The numbers are different for stars of different sizes, because they have stronger or weaker gravitational pulls depending on their masses. A red dwarf with 30% the mass of the sun, for example, would have to get within 3 AU of another star's Oort Cloud object to snag it, Zubrin found.

He used all of this information (and more) to calculate the frequency of close stellar encounters, and to get a handle on their consequences. And the results were striking, if you'll pardon the pun.

He found that our sun has had about 47 close stellar encounters per billion years over the course of its 4.6-billion-year life, with about half of those flybys involving red dwarfs. That works out to about one encounter every 21 million years. 

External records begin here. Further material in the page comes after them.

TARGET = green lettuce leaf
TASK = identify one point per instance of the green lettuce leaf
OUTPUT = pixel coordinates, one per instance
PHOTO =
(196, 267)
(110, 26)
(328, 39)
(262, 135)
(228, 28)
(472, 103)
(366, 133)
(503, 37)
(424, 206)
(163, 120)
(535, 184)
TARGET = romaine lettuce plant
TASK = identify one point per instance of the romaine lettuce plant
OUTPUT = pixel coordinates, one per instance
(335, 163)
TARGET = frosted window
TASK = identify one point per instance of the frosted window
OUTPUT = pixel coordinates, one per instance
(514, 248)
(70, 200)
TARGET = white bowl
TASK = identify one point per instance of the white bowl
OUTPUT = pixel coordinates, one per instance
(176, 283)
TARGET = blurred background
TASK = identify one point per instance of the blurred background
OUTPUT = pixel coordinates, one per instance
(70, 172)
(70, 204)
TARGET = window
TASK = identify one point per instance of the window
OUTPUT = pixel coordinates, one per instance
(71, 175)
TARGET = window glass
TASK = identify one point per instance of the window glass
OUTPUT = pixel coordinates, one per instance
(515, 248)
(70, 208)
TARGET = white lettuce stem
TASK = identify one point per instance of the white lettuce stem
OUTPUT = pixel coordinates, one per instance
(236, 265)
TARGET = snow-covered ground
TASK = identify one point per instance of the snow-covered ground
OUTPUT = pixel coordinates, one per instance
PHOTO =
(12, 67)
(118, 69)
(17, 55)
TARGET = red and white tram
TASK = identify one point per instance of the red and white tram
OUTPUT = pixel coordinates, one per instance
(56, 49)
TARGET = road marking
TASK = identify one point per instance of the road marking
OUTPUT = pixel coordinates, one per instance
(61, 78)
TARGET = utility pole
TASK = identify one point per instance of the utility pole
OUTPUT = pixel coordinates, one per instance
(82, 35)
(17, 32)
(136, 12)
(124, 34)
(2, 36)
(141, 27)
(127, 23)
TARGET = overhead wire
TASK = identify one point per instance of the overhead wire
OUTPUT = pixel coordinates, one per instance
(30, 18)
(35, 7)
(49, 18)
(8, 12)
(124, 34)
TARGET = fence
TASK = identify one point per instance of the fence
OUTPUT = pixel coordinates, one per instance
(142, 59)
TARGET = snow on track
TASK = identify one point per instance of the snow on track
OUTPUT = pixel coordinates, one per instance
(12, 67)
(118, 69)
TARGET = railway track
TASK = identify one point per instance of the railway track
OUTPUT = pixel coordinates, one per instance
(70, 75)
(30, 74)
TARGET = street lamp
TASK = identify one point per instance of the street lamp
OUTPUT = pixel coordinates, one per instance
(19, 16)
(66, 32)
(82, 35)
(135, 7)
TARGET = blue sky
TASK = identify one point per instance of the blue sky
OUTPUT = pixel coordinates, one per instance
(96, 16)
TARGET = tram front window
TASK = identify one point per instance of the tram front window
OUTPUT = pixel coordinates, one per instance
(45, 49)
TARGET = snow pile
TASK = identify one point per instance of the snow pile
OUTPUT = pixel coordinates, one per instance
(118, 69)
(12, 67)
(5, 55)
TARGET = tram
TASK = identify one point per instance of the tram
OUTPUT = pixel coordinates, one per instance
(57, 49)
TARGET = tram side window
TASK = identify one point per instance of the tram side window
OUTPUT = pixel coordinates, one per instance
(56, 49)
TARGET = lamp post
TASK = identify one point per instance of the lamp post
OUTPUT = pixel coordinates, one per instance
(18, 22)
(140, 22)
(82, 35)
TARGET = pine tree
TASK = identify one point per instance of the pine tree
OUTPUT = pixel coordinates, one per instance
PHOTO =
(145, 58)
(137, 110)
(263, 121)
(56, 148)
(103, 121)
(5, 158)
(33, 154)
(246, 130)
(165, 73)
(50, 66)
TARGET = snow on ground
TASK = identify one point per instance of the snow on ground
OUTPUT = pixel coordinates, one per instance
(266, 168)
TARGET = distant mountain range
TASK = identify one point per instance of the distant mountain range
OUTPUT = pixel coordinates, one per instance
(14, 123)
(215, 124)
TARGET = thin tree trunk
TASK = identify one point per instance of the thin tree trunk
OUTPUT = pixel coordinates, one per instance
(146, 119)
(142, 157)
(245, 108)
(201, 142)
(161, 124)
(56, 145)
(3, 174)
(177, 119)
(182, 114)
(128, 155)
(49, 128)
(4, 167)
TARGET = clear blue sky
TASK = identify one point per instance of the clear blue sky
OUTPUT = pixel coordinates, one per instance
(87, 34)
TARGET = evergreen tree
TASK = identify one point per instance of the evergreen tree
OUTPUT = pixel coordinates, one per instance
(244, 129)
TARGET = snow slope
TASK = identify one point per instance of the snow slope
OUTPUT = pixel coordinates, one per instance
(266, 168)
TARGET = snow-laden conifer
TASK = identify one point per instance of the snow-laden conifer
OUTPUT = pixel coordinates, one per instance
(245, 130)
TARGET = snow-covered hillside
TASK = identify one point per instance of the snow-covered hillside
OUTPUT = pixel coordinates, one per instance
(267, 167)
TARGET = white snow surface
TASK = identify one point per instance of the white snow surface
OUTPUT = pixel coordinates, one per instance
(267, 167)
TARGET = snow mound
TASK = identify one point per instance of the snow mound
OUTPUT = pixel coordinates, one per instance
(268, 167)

This latter figure is intriguingly close to the inferred periodicity of mass extinctions here on Earth, which seem to occur every 20 million to 40 million years. Scientists have proposed that comet impacts are dealing these death blows, and have therefore come up with possible mechanisms that could send these icy wanderers screaming toward Earth at regular intervals.

For example, some researchers have posited that the sun has an undiscovered companion, dubbed Nemesis, which jostles our Oort Cloud every 26 million years or so. Others think this destabilization comes courtesy of a disk of galactic dark matter, which our solar system travels through on a similar timescale.

But Zubrin's work fingers alien comets, not those native to our own solar system, as the primary agents of destruction. 

His calculations also suggest that solar systems frequently trade material via such comet bombardments. For example, dust blasted off Earth by impacts can be pushed outward by sunlight pressure at 67,000 mph (108,000 km/h), Zubrin wrote — considerably faster than two stars are moving relative to each other in a typical close encounter. 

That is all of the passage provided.